Bouguereau “L’agneau nouveau-né”

Among the more coveted items were Giuseppe de Sanctis’ Teodora at $220K ($275K w/c – est. $100-150K); Bouguereau’s small (16 x 13 inch) Portrait de jeune fille – $270K ($338K w/c – est. $125-175K); another small Bouguereau (22 x 14 inches) titled Bohémienne au tambour de Basque at $220K ($275K w/c – est. $70-90K); von Blaas’ Flirtation which made $400K ($495K w/c – est. $100-150K); a tiny nude by Munier (14.5 x 7.5 inches) at $25K ($31K w/c – est. $8-12K) and one of the more surprising … Corot’s 13 x 18 inch La gelée blanche à Auvers-sur-Oise that hammered down at $300K ($375K w/c – est. $80-120K).

Corot “La gelée blanche a Auvers-sur-Oise”

And then there were those lots which failed to find a buyer… these included paintings by Pasini (est. $700-$1M … from the Berkshire); Bouguereau (est. $600-800K); Godward (est. $120-180K); Corot (est. $250-350K) as well as Cordero’s Siesta (est. $500-700K – it was last sold in 2014 for $446K, so not very fresh).

When the session was over, of the 88 works offered, 69 sold (78.4% – which is pretty good) and the total take was $11.02M ($13.6M w/c – low end of the estimate range was $12.97M). So, with the buyer’s premium, they made it. When compared to last month’s 19th-century sale at Christie’s we see that Sotheby’s was the clear winner (APPL = average price per lot):

61 lots              43 Sold            70.5% Sell-through rate          $6.4M w/c       $148K APPL

88 lots              69 Sold            78.4% Sell-through rate          $13.6M w/c     $197K APPL

Digging a bit deeper we find that 18 works sold below, 25 within and 26 above their estimate range giving them an accuracy rate of 28.4%. On the surface, that was not as strong as Christie’s 31.1%; however, 26 (29.5%) of the works sold above their range while at Christie’s just 8 (18.6%) did.  So, if you are going to miss that is the way to do it.  And in case you are wondering, the top 3 lots accounted for $3.6M (26.4%) of the sale’s total.

As we saw with Christie’s sale last month, when we compare Sotheby’s May 2017 to 2018 results we see continued improvement:

Number of Lots: 86 (2017) vs. 88 (2018)
Sell-through rate: 63.9% (2017) vs. 78.4% (2018)
Accuracy rate: 27.9% (2017) vs. 28.4% (2018)
Low end of estimate range: $12.27M (2017) vs. $12.97M (2018)
Total take: $9.4M hammer (2017) vs. $11.02M (2018)
Total take with Buyer’s Commissions: $11.62M (2017) vs. $13.6M (2018)

With all the options available to sellers, we can no longer look to the New York sales for a clear indication of the 19th-century art market’s health.  For these sales to become the barometer they once were, there is going to have to be a change in the seller’s choice and I am not sure we will see that anytime soon. What is clear, is that there is still good competition for the interesting/quality works and that is a positive sign.
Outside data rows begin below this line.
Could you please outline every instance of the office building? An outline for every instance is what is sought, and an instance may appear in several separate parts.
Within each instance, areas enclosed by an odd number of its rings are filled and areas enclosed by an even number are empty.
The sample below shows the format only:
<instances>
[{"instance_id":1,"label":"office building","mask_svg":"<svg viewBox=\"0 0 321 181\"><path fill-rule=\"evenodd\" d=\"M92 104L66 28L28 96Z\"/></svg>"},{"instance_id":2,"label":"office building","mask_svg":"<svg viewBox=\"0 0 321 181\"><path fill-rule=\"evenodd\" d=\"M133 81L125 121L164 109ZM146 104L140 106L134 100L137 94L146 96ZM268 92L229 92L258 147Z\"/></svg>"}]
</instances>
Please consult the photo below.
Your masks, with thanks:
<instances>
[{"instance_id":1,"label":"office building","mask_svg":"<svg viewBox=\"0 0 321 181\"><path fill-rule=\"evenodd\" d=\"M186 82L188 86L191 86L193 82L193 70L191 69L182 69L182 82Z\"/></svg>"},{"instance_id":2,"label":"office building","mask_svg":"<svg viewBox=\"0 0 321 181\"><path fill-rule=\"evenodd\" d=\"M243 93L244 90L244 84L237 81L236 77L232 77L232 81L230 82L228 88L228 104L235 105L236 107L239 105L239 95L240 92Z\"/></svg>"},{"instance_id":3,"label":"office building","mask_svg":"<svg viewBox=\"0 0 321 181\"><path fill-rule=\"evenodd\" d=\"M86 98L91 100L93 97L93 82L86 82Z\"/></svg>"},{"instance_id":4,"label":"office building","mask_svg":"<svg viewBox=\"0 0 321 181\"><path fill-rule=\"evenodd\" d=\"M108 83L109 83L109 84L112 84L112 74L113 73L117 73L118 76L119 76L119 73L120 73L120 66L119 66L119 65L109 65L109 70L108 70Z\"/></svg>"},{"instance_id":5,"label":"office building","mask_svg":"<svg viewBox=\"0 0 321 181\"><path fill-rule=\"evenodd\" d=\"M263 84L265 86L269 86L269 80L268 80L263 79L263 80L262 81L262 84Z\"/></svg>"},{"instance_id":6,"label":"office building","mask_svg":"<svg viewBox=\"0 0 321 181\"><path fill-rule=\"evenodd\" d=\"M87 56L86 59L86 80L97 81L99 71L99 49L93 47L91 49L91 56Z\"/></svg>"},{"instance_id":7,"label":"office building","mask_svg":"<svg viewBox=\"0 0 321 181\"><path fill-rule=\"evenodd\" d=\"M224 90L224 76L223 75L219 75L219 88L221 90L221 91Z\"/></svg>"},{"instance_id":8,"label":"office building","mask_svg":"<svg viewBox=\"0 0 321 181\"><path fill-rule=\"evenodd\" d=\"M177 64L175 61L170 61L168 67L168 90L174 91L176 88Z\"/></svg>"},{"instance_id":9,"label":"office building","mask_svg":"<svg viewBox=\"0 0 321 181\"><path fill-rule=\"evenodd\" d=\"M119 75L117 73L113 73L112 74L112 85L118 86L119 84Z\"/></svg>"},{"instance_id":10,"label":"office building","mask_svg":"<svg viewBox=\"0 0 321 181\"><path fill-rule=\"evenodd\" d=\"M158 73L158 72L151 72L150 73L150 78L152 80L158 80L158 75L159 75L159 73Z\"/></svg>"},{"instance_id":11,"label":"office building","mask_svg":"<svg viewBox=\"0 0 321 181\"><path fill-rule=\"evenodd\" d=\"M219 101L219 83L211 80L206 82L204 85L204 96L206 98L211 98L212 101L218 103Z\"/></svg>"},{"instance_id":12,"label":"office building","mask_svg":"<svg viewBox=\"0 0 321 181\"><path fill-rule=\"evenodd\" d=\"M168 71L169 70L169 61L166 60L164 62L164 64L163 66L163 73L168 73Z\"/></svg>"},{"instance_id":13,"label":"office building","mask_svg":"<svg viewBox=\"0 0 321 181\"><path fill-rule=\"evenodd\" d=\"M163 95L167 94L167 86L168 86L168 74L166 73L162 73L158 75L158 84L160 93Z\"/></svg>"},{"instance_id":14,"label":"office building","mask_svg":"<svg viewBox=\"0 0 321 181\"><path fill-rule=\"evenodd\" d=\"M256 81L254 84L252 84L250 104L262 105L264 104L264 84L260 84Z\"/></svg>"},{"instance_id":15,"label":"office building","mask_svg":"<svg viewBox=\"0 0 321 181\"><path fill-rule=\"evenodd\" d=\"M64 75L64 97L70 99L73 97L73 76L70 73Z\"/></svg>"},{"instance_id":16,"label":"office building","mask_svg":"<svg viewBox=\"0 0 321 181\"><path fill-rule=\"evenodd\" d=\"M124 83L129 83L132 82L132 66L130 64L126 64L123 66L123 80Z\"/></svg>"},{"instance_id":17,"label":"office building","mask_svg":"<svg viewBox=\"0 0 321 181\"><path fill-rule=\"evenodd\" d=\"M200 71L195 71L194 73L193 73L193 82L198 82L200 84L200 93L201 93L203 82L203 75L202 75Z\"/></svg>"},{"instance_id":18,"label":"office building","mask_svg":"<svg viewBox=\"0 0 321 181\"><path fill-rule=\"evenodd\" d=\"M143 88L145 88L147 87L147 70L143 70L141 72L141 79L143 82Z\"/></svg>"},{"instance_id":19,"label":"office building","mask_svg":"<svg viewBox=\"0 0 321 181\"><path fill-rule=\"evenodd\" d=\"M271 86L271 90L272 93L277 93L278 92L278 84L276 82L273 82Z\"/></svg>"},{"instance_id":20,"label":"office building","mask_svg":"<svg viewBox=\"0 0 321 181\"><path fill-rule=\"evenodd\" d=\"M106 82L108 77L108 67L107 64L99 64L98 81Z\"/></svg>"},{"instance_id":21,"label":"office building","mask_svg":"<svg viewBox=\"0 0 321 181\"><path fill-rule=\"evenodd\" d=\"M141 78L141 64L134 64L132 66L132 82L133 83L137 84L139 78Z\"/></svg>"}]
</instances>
I mentioned earlier that there were a few works from the Berkshire Museum in this sale – two by Bouguereau, one by Daubigny and one by Pasini.  The combined presale estimate range for the works was $4.27-$6.1M and the total hammer price was just $2.31M (the Pasini did not sell) … well short of expectations. Sorry, Berkshire … bad move!